The project presented below was modified from Boslaugh and Watters (2008). Its purpose is to demonstrate the author’s ability to conduct analyses, replicate the work of others, and create a written summary using R and R Markdown.
# Libraries used
library(ggplot2)
library(carData)
The study included 10 participants who recorded the amount of coffee they drank per day and their score on an intelligence quotient (IQ) test. The purpose of the study was to examine if there was a correlation between coffee consumption and IQ.
# Hard coding data
coffee <- c(2, 1, 1, 1, 0, 0, 1, 2, 2, 3)
iq <- c(123, 112, 102, 98, 79, 87, 102, 120, 120, 145)
# Creating data frame with data
coffee_iq <- data.frame(coffee, iq)
# Viewing the first six rows in the data frame
head(coffee_iq)
## coffee iq
## 1 2 123
## 2 1 112
## 3 1 102
## 4 1 98
## 5 0 79
## 6 0 87
The data were analyzed using a simple scatter plot. In the graph below, cups of coffee were plotted on the x-axis and IQ scores were plotted on the y-axis.
ggplot(coffee_iq, aes(x = coffee, y = iq)) +
geom_point() +
xlab("Coffee") + ylab("IQ Score") +
theme_classic()
Based on the plot, there appears to be a positive correlation between cups of coffee drank and IQ score. To provide a more precise measure of their correlation, a correlation coefficient was calculated.
# Calculating the correlation coefficient
round(cor(coffee_iq$coffee, coffee_iq$iq), 2)
## [1] 0.98
The correlation coefficient was 0.98, indicating a strong relationship between the two variables.
A linear model using IQ as the response variable and coffee as the predictor was constructed.
# Creating a linear model with the lm() function
coffee_iq_model <- lm(iq ~ coffee, data = coffee_iq)

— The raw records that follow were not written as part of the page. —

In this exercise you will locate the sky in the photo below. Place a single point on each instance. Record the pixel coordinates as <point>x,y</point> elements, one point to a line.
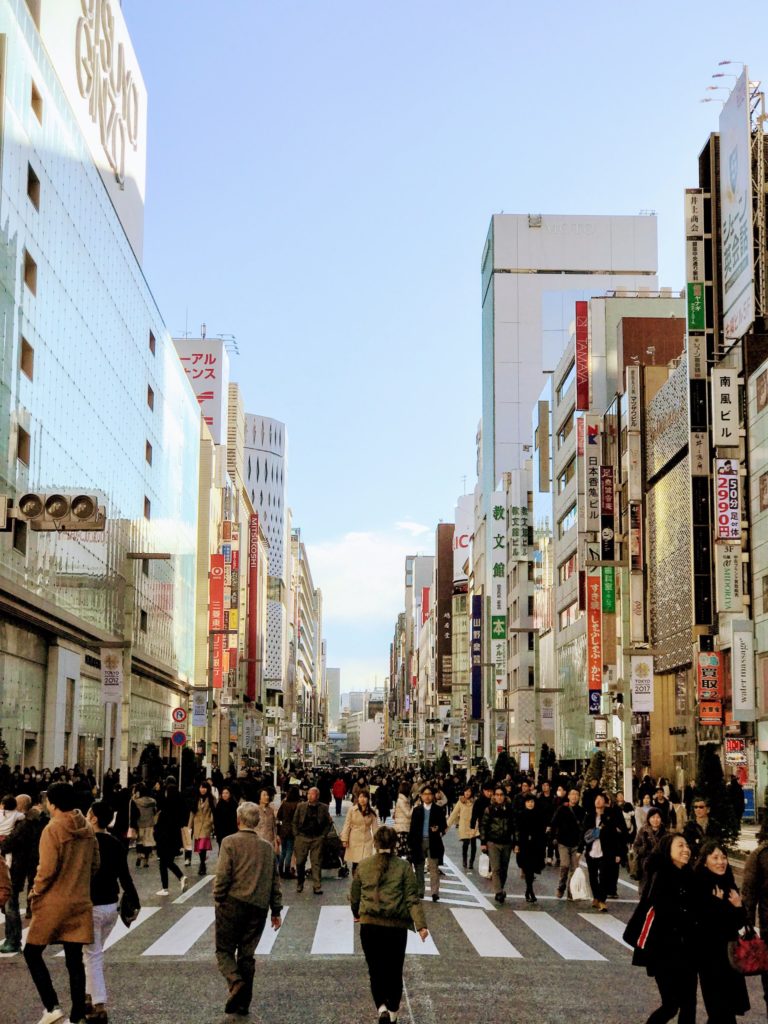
<point>321,178</point>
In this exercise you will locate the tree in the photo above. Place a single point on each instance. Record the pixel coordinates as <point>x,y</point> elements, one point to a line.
<point>711,783</point>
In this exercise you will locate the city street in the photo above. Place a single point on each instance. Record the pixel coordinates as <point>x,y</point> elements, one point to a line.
<point>481,962</point>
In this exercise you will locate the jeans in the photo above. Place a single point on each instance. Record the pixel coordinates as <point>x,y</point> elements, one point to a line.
<point>13,920</point>
<point>677,986</point>
<point>568,863</point>
<point>104,916</point>
<point>471,846</point>
<point>166,865</point>
<point>41,977</point>
<point>434,875</point>
<point>285,855</point>
<point>239,928</point>
<point>385,953</point>
<point>309,846</point>
<point>499,854</point>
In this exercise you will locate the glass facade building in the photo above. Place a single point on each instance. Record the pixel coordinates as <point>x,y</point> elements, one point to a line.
<point>93,399</point>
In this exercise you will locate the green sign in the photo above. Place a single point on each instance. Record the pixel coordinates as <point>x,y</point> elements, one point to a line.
<point>609,591</point>
<point>696,317</point>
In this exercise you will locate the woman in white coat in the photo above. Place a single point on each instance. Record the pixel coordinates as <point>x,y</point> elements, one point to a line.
<point>357,834</point>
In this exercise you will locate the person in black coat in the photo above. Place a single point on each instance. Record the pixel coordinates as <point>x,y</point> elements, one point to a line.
<point>172,816</point>
<point>428,825</point>
<point>530,843</point>
<point>669,951</point>
<point>720,915</point>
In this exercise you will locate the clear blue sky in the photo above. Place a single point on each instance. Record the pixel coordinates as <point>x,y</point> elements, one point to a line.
<point>321,178</point>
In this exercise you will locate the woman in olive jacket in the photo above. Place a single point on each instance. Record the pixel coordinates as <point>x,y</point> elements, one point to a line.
<point>385,902</point>
<point>720,915</point>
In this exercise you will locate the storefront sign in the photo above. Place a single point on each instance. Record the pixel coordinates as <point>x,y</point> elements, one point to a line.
<point>725,408</point>
<point>727,500</point>
<point>742,672</point>
<point>594,641</point>
<point>642,683</point>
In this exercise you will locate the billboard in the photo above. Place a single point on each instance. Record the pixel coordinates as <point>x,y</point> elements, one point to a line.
<point>736,212</point>
<point>207,366</point>
<point>727,500</point>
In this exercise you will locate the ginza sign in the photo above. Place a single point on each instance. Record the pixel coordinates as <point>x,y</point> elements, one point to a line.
<point>108,85</point>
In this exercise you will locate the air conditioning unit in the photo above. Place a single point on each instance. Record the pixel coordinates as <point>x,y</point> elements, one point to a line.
<point>61,512</point>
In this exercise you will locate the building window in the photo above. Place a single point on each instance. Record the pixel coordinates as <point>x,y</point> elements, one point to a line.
<point>567,521</point>
<point>30,272</point>
<point>24,445</point>
<point>566,383</point>
<point>37,102</point>
<point>33,186</point>
<point>19,537</point>
<point>27,359</point>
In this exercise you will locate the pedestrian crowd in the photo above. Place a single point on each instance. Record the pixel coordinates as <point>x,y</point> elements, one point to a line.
<point>66,844</point>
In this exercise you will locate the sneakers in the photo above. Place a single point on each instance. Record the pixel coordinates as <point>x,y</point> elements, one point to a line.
<point>51,1016</point>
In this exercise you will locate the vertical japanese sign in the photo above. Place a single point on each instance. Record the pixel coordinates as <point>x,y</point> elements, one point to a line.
<point>592,461</point>
<point>253,613</point>
<point>594,641</point>
<point>475,642</point>
<point>710,676</point>
<point>207,366</point>
<point>642,683</point>
<point>742,672</point>
<point>498,588</point>
<point>727,500</point>
<point>736,212</point>
<point>725,408</point>
<point>582,356</point>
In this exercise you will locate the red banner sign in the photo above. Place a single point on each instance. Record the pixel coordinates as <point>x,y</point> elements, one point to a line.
<point>583,356</point>
<point>253,622</point>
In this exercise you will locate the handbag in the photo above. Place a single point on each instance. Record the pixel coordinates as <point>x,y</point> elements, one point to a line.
<point>749,953</point>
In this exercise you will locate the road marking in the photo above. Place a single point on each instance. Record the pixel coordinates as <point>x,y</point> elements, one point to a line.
<point>120,931</point>
<point>609,925</point>
<point>483,935</point>
<point>335,931</point>
<point>555,935</point>
<point>269,935</point>
<point>194,889</point>
<point>182,936</point>
<point>416,947</point>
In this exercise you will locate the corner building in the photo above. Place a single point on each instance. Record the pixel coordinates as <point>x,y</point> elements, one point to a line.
<point>92,400</point>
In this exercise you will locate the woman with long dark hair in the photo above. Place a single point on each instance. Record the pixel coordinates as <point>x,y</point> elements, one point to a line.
<point>385,901</point>
<point>719,918</point>
<point>201,823</point>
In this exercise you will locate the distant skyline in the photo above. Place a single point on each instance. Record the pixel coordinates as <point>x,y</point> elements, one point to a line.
<point>321,179</point>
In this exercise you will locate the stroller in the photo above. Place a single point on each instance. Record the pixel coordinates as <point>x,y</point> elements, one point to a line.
<point>333,854</point>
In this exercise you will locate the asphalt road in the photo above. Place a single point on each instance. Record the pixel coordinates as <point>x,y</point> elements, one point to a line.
<point>557,961</point>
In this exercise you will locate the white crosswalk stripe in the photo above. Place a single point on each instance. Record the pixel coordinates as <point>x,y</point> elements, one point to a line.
<point>562,940</point>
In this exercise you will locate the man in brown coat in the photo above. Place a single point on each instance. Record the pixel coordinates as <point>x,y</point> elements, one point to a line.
<point>61,908</point>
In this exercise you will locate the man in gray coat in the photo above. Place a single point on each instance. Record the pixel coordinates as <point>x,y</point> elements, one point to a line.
<point>246,888</point>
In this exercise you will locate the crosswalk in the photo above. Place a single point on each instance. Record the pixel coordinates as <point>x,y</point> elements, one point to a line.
<point>173,933</point>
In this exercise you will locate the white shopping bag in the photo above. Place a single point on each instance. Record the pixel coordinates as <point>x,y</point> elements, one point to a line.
<point>580,887</point>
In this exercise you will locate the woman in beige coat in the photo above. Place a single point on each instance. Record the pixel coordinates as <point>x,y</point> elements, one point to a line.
<point>357,834</point>
<point>462,814</point>
<point>201,823</point>
<point>60,898</point>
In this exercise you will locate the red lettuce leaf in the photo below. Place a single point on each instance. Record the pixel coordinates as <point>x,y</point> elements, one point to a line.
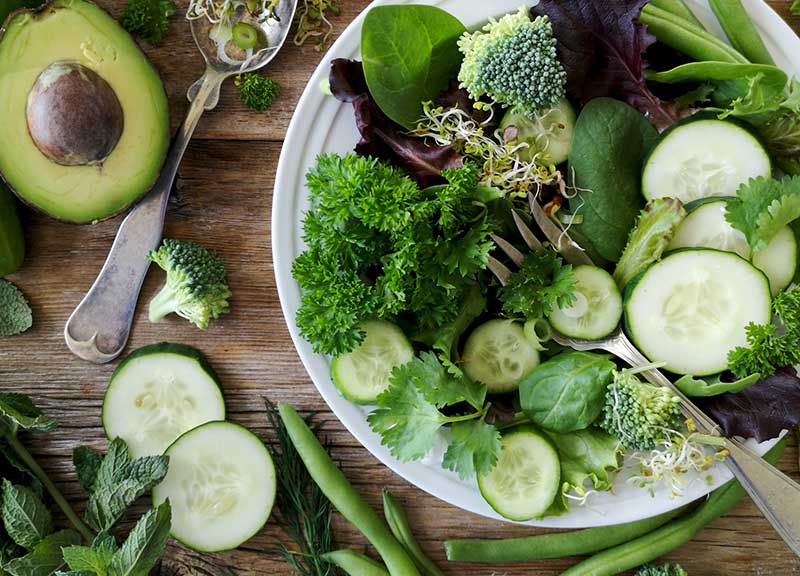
<point>760,411</point>
<point>601,44</point>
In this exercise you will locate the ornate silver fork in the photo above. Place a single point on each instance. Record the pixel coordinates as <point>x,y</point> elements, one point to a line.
<point>775,494</point>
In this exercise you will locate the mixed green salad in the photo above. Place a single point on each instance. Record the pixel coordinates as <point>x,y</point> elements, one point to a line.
<point>665,164</point>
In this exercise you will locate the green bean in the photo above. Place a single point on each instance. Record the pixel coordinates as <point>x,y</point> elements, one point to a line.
<point>398,524</point>
<point>343,496</point>
<point>679,8</point>
<point>554,545</point>
<point>741,31</point>
<point>670,536</point>
<point>355,564</point>
<point>687,38</point>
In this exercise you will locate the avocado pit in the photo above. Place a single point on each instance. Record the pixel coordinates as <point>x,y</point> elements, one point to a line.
<point>74,116</point>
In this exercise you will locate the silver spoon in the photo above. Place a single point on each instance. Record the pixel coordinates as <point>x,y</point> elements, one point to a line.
<point>98,328</point>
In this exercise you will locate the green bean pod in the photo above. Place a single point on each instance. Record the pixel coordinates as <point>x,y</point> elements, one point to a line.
<point>682,35</point>
<point>741,31</point>
<point>555,545</point>
<point>398,524</point>
<point>343,496</point>
<point>355,564</point>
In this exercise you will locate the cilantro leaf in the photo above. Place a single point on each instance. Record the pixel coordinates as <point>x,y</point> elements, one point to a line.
<point>763,207</point>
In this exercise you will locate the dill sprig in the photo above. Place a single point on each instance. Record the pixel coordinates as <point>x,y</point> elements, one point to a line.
<point>305,513</point>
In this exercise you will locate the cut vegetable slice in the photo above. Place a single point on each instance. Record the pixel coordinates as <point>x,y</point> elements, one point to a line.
<point>702,157</point>
<point>691,309</point>
<point>361,375</point>
<point>526,479</point>
<point>498,354</point>
<point>221,484</point>
<point>158,393</point>
<point>597,309</point>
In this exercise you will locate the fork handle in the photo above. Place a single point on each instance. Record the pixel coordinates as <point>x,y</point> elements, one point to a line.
<point>98,329</point>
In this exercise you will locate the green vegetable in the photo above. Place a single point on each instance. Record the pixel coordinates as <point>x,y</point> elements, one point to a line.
<point>542,283</point>
<point>398,524</point>
<point>195,288</point>
<point>566,393</point>
<point>256,91</point>
<point>15,313</point>
<point>611,141</point>
<point>514,62</point>
<point>649,239</point>
<point>640,414</point>
<point>554,545</point>
<point>409,55</point>
<point>148,19</point>
<point>343,496</point>
<point>663,540</point>
<point>741,31</point>
<point>713,385</point>
<point>12,240</point>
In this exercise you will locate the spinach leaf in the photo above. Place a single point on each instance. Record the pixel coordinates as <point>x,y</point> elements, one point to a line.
<point>610,143</point>
<point>410,54</point>
<point>566,393</point>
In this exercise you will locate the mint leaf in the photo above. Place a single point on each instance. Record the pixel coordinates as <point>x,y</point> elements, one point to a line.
<point>144,545</point>
<point>46,557</point>
<point>474,448</point>
<point>27,520</point>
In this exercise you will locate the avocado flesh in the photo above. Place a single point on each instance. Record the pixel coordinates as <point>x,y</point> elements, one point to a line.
<point>79,31</point>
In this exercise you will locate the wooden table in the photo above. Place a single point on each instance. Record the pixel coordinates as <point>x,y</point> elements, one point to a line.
<point>223,199</point>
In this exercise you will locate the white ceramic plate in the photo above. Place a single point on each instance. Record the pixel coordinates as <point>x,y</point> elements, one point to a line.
<point>323,124</point>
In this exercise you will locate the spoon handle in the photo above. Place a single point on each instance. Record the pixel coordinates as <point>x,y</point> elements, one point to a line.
<point>98,328</point>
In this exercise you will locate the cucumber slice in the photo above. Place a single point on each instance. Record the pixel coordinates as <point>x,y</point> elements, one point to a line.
<point>597,308</point>
<point>157,393</point>
<point>778,260</point>
<point>361,375</point>
<point>526,478</point>
<point>221,484</point>
<point>498,354</point>
<point>691,308</point>
<point>701,157</point>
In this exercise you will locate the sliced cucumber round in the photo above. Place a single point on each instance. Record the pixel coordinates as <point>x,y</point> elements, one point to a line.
<point>361,375</point>
<point>221,484</point>
<point>691,308</point>
<point>526,479</point>
<point>157,393</point>
<point>498,354</point>
<point>703,156</point>
<point>597,308</point>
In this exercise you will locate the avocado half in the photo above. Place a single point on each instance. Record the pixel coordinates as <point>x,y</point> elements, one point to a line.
<point>84,119</point>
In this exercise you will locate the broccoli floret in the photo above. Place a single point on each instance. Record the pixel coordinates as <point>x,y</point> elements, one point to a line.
<point>640,414</point>
<point>195,287</point>
<point>15,312</point>
<point>256,91</point>
<point>514,61</point>
<point>663,570</point>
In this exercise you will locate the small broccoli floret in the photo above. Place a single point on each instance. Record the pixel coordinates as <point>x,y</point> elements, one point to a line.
<point>663,570</point>
<point>195,287</point>
<point>514,62</point>
<point>640,414</point>
<point>15,312</point>
<point>256,91</point>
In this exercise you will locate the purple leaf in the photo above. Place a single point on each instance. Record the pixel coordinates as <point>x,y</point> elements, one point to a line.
<point>601,44</point>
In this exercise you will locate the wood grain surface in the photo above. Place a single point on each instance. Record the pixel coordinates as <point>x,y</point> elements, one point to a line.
<point>223,199</point>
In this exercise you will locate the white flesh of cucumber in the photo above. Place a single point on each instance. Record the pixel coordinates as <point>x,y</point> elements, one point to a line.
<point>526,478</point>
<point>597,308</point>
<point>498,354</point>
<point>154,398</point>
<point>703,158</point>
<point>361,375</point>
<point>221,484</point>
<point>691,308</point>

# Printing a summary of the model
summary(coffee_iq_model)
##
## Call:
## lm(formula = iq ~ coffee, data = coffee_iq)
##
## Residuals:
## Min 1Q Median 3Q Max
## -4.8519 -2.6790 -0.8519 1.9506 9.1481
##
## Coefficients:
## Estimate Std. Error t value Pr(>|t|)
## (Intercept) 83.025 2.495 33.28 7.26e-10 ***
## coffee 19.827 1.578 12.56 1.51e-06 ***
## ---
## Signif. codes: 0 '***' 0.001 '**' 0.01 '*' 0.05 '.' 0.1 ' ' 1
##
## Residual standard error: 4.491 on 8 degrees of freedom
## Multiple R-squared: 0.9518, Adjusted R-squared: 0.9457
## F-statistic: 157.9 on 1 and 8 DF, p-value: 1.509e-06
The summary of the model provides a wealth of information. The multiple r-squared value describes how well the model accounts for the variability in the data. With a value of 0.9518, one can say that the model accounts for approximately 95% of the variability in the data. Based on the model’s ability to predict the data, it is appropriate to develop an equation to predict future values.
The equation takes the general form:
\[ y = m(x) + b \] Where y represents the response variable, m represents the slope, x represents cups of coffee drank, and b represents in intercept of the y-axis. The values for the m and b are housed in the summary output. The slope (i.e., m) is 19.827 and the intercept of the y-axis (i.e., b) is 83.025.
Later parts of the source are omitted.